Aux œuvres de nos écrivains, romanciers, poètes, historiens, philosophes, aux travaux de nos savans et de nos médecins, il faut une belle présentation typographique. L’idée française vaut bien d’être habillée avec goût, d’être dignement parée. Il nous faut de bons ouvriers du livre, partant des écoles professionnelles largement dotées, capables de former des élèves experts, travailleurs, consciencieux, économes de leur temps et, comme l’étaient les vieux « typos » d’antan, fiers, amoureux de leur métier.
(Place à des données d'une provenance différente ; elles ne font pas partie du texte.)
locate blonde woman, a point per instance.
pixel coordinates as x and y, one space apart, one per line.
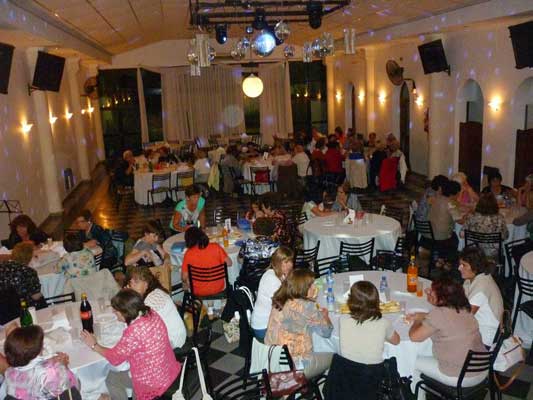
281 264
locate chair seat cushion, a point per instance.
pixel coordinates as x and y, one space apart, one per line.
451 391
527 307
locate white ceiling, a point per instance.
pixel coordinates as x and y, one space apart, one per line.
121 25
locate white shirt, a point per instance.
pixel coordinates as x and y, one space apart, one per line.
162 303
268 285
302 162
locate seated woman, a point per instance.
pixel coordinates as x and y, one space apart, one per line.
147 251
156 297
31 376
23 229
453 330
496 187
202 254
467 196
345 199
79 261
487 219
295 317
144 343
483 294
281 265
189 212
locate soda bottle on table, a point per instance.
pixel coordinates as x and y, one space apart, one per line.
412 276
25 316
86 314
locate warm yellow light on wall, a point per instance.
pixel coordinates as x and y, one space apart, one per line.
496 103
25 127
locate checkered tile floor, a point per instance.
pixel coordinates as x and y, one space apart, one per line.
225 360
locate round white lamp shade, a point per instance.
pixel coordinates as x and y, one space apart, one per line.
252 86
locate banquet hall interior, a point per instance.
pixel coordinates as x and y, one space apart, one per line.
197 195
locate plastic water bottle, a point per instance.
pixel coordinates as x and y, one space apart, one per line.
330 298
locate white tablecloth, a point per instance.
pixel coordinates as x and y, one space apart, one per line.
90 368
176 258
143 183
524 324
406 352
330 232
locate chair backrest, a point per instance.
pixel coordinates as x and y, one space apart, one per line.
158 178
306 258
476 362
205 275
424 228
60 299
358 249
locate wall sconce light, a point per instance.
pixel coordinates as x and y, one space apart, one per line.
495 104
26 127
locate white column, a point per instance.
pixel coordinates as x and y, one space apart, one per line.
330 78
142 108
46 144
72 68
97 119
370 90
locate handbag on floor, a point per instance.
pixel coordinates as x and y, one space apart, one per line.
287 382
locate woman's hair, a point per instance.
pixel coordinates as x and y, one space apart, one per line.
144 274
477 259
196 237
22 253
450 293
363 302
23 220
487 204
192 190
23 345
294 287
151 227
281 255
72 242
130 304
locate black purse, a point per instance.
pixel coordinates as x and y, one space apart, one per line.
394 387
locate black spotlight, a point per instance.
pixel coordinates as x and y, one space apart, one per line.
221 31
259 22
314 9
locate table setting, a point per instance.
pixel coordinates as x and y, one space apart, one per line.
333 229
62 326
396 304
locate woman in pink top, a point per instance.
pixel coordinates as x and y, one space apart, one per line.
144 345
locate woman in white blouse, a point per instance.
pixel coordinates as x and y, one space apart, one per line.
281 264
483 294
155 296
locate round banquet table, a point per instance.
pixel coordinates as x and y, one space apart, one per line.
89 367
176 257
330 232
406 352
524 324
143 183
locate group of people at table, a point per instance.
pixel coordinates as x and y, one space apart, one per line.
463 316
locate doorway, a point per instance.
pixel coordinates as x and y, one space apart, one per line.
405 121
471 134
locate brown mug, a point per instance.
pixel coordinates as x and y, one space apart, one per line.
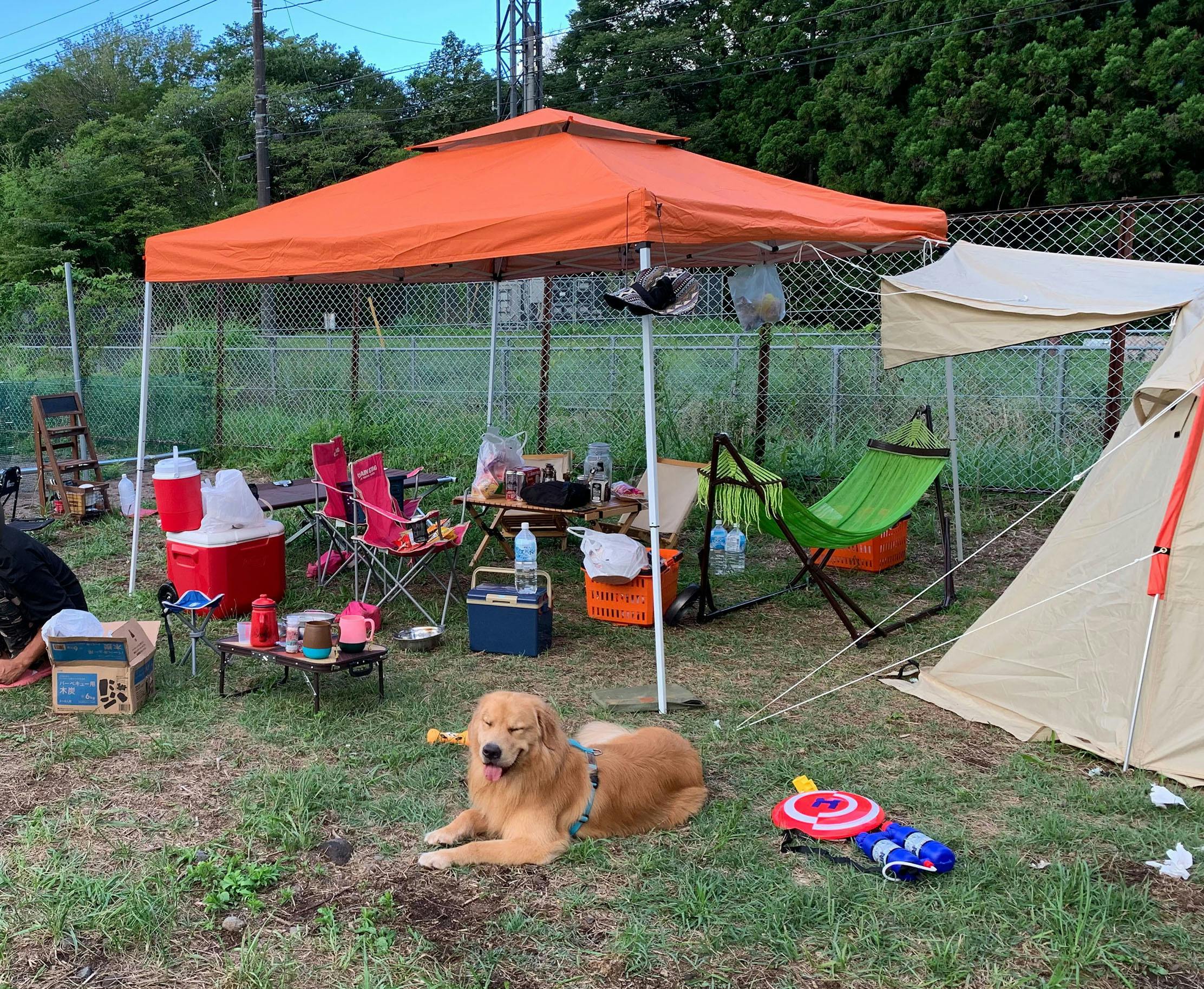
317 643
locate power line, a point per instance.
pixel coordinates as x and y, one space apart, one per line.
577 27
810 49
21 75
369 30
83 30
49 19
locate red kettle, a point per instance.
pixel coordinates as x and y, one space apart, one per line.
264 629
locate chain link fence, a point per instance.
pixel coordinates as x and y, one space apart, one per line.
260 373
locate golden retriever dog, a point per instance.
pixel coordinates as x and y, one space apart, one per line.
528 786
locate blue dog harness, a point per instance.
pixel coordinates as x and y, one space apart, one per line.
590 753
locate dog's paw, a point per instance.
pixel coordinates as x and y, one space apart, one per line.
435 861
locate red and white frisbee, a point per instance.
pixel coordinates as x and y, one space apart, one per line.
830 815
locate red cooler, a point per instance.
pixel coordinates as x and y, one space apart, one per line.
178 493
243 564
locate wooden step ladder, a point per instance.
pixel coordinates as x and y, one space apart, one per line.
67 457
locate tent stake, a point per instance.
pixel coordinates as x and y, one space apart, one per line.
953 454
143 396
493 358
1141 682
654 511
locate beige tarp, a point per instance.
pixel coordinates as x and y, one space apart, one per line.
980 298
1071 665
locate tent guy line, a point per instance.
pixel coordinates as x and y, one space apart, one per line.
899 663
956 567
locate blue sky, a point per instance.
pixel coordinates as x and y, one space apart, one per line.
22 38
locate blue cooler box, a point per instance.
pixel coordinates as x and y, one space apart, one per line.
502 620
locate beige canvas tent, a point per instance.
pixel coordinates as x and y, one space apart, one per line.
1074 665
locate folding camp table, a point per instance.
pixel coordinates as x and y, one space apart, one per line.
479 510
312 670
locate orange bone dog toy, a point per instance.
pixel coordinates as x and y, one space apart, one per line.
447 738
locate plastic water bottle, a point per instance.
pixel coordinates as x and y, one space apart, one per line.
734 550
719 549
126 496
890 856
917 842
525 577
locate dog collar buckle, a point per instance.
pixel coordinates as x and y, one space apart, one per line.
592 758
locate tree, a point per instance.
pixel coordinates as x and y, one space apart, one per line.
94 201
953 103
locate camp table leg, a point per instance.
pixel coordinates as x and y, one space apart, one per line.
492 530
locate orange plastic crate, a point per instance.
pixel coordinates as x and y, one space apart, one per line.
632 604
874 556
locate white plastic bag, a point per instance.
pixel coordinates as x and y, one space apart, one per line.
229 504
758 296
611 558
498 454
73 622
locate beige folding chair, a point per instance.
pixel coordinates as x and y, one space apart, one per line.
544 525
678 490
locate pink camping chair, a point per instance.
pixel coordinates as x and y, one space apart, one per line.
330 471
389 556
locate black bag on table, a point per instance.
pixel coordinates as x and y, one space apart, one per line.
557 494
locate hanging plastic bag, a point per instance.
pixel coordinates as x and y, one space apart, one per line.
229 504
611 558
758 296
498 454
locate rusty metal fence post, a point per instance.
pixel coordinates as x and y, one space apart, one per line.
541 431
761 412
356 345
1114 389
218 372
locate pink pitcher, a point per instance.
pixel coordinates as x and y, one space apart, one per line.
354 633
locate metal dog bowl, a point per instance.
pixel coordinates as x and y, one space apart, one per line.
421 639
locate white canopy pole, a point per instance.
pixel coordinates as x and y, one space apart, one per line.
71 328
953 454
493 358
143 395
654 510
1141 682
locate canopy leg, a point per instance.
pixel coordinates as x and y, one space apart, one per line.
1141 682
143 401
953 456
493 357
654 510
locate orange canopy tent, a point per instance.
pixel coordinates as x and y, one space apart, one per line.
548 193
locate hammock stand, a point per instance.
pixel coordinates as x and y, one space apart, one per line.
760 485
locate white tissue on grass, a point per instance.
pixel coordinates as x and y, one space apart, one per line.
1179 862
1160 797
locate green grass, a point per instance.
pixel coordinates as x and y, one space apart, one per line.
105 817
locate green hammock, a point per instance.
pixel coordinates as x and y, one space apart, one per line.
882 488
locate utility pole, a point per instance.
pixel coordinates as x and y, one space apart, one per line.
263 180
519 57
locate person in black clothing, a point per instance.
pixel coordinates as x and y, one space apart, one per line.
35 584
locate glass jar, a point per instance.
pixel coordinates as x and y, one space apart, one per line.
598 461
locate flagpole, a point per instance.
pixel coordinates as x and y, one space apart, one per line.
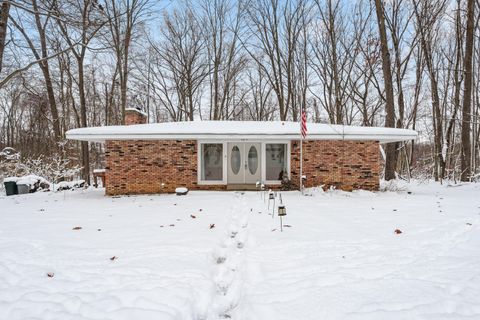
301 163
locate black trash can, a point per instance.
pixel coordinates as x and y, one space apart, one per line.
10 188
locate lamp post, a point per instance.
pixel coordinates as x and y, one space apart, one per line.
282 211
271 196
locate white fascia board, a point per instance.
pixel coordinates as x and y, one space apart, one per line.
382 138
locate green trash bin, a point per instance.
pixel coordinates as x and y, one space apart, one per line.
10 188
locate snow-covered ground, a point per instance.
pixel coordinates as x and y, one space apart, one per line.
220 255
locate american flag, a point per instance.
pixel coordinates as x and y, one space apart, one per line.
303 124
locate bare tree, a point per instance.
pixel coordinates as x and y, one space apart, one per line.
277 30
4 10
82 23
123 17
467 93
427 17
181 64
388 83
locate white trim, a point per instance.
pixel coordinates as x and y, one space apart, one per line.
201 182
264 162
382 138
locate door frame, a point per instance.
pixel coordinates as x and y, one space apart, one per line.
263 164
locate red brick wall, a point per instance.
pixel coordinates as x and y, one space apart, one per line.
134 117
136 167
346 165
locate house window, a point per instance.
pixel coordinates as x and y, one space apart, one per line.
212 162
275 161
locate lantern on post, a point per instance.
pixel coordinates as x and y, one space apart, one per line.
304 179
282 212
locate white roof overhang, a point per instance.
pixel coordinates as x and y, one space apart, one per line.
238 130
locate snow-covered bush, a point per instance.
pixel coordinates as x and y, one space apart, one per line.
52 169
393 185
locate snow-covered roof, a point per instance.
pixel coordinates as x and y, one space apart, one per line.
261 130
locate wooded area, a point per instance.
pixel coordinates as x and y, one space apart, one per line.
397 63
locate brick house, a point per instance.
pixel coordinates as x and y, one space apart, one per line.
234 155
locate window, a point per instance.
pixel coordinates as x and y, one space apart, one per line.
235 160
252 160
275 161
212 162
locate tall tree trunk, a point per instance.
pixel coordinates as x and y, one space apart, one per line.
4 9
387 78
467 93
83 119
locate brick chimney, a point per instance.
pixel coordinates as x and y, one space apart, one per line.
135 116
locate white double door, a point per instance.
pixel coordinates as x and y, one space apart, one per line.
244 162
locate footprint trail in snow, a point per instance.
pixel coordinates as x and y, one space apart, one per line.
229 263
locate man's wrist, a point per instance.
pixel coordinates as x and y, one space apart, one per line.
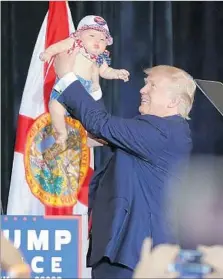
65 81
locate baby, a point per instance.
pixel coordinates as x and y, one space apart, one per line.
91 62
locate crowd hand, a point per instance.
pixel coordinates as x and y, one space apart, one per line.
213 256
123 74
45 57
154 263
19 271
61 139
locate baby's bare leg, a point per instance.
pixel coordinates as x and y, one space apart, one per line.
57 112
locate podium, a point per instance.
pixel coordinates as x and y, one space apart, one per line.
53 246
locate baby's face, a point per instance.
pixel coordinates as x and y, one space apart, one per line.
94 41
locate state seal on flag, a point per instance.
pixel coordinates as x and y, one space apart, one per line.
58 181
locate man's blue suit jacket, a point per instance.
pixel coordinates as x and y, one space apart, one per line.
129 203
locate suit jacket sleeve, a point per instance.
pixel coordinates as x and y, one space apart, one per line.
137 136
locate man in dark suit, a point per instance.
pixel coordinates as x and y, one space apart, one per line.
130 199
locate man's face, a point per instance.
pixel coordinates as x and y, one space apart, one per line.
155 96
94 41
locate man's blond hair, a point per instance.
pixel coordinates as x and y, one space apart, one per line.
182 85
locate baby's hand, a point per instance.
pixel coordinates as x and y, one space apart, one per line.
45 57
123 74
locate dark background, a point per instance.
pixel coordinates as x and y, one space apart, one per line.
183 34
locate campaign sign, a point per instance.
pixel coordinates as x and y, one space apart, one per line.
51 245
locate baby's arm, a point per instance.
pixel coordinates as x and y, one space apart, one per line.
109 73
57 113
56 48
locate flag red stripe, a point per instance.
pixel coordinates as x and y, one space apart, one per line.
83 194
23 125
57 30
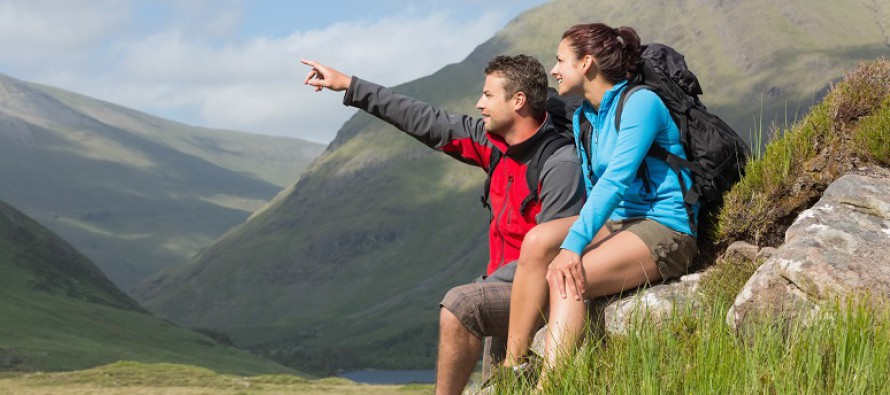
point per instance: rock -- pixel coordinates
(655, 303)
(838, 248)
(765, 253)
(741, 251)
(615, 314)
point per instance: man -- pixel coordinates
(508, 142)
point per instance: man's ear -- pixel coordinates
(519, 100)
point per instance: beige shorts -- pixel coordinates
(672, 251)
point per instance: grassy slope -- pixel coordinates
(349, 263)
(134, 192)
(59, 312)
(141, 379)
(843, 351)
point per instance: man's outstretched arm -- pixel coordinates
(459, 136)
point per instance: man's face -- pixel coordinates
(497, 109)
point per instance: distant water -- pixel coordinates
(391, 376)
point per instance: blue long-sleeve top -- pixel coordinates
(614, 192)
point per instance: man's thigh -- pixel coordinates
(483, 308)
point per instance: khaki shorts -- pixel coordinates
(672, 251)
(484, 308)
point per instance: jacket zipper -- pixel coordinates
(501, 214)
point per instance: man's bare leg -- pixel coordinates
(458, 352)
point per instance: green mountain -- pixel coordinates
(133, 192)
(59, 312)
(345, 268)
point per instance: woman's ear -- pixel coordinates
(587, 64)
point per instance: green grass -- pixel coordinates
(846, 350)
(130, 378)
(849, 129)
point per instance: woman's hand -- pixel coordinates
(322, 76)
(566, 271)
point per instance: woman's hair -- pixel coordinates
(617, 51)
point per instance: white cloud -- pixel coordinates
(198, 73)
(55, 33)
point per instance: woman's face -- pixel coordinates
(569, 70)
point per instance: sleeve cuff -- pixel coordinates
(347, 96)
(575, 243)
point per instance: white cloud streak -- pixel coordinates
(201, 75)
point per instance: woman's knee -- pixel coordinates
(541, 241)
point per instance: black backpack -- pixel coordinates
(716, 155)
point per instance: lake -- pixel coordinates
(390, 376)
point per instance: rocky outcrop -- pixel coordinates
(837, 249)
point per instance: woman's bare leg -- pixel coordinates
(618, 263)
(529, 295)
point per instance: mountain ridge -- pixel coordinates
(58, 311)
(134, 192)
(351, 262)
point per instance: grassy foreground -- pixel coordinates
(142, 379)
(845, 351)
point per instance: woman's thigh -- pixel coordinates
(618, 262)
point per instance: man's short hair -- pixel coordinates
(525, 74)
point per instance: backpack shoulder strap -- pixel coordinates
(622, 98)
(546, 148)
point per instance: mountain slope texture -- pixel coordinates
(133, 192)
(345, 268)
(59, 312)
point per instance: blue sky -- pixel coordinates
(234, 64)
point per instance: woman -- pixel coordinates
(633, 228)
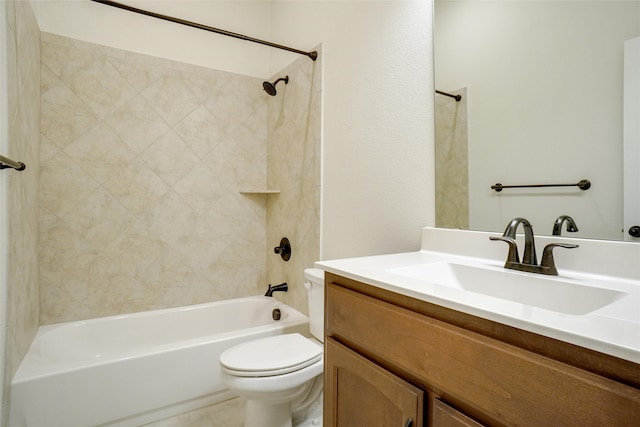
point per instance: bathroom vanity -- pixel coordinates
(398, 354)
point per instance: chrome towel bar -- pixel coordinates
(6, 163)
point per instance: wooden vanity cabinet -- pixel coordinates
(391, 358)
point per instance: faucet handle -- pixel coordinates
(548, 265)
(512, 256)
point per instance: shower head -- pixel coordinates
(270, 88)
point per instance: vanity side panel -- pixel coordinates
(494, 382)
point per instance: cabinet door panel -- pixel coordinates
(446, 416)
(500, 383)
(361, 393)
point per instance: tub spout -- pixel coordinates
(282, 287)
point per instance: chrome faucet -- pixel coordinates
(529, 260)
(571, 225)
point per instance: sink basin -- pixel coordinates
(553, 294)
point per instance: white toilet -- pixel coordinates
(280, 376)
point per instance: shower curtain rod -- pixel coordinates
(313, 55)
(456, 97)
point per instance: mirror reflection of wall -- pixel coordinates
(545, 83)
(452, 173)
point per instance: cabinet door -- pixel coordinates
(359, 393)
(445, 416)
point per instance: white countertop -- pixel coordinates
(613, 329)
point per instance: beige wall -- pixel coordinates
(545, 106)
(23, 52)
(142, 163)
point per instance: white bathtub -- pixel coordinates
(137, 368)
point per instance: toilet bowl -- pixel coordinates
(280, 376)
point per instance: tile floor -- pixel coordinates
(226, 414)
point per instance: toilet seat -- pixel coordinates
(271, 356)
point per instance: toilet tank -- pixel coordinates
(314, 282)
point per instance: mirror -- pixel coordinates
(542, 85)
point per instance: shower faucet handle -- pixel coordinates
(284, 249)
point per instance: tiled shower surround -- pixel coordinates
(142, 163)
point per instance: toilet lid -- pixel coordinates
(275, 355)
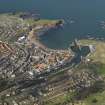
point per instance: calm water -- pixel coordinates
(82, 18)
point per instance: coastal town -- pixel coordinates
(33, 74)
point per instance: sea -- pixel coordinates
(83, 18)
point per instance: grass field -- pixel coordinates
(99, 54)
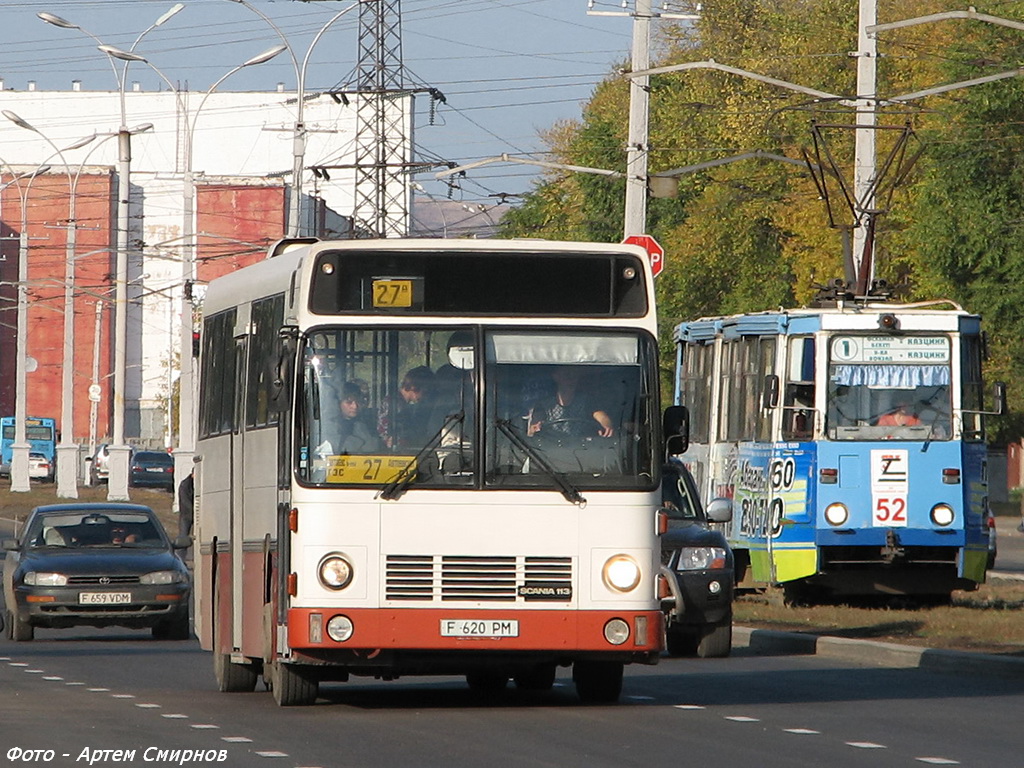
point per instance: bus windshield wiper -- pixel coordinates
(403, 479)
(570, 493)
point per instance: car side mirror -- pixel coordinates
(720, 510)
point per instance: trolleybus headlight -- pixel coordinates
(622, 572)
(340, 629)
(616, 632)
(837, 514)
(942, 514)
(335, 571)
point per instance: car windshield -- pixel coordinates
(426, 408)
(94, 528)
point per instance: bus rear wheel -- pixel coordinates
(598, 682)
(293, 685)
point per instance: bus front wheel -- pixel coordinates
(598, 682)
(293, 685)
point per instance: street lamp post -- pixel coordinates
(117, 488)
(19, 449)
(299, 131)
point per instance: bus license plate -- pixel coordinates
(479, 628)
(103, 598)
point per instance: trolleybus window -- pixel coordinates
(889, 387)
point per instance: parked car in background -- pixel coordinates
(152, 469)
(40, 468)
(992, 549)
(95, 564)
(698, 564)
(99, 466)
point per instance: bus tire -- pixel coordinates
(17, 630)
(293, 685)
(231, 678)
(541, 677)
(598, 682)
(716, 639)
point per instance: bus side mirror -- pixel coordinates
(284, 371)
(769, 397)
(676, 428)
(999, 391)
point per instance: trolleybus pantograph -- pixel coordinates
(430, 457)
(850, 439)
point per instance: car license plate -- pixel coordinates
(479, 628)
(103, 598)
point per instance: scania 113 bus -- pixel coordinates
(430, 457)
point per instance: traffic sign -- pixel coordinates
(654, 251)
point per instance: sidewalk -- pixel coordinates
(772, 642)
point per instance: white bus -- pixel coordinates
(430, 457)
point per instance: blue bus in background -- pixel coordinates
(850, 439)
(41, 434)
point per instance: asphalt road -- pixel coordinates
(87, 689)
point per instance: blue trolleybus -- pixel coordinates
(851, 441)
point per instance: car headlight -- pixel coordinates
(942, 514)
(837, 514)
(40, 579)
(162, 577)
(335, 571)
(700, 558)
(622, 572)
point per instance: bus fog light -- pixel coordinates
(340, 629)
(837, 514)
(942, 514)
(616, 632)
(335, 571)
(622, 572)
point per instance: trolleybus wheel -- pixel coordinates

L’École Estienne joue déjà ce rôle et M. Georges Lecomte, son directeur, y a fait de louables efforts pour former en quatre années de travail de jeunes ouvriers ayant du goût, de l’élégance, de l’amour-propre professionnel, toutes les qualités incontestables de notre race. Mais, à l’heure actuelle, son enseignement est encore trop fermé, et il est souhaitable qu’elle l’étende par une entente plus directe avec les ateliers industriels.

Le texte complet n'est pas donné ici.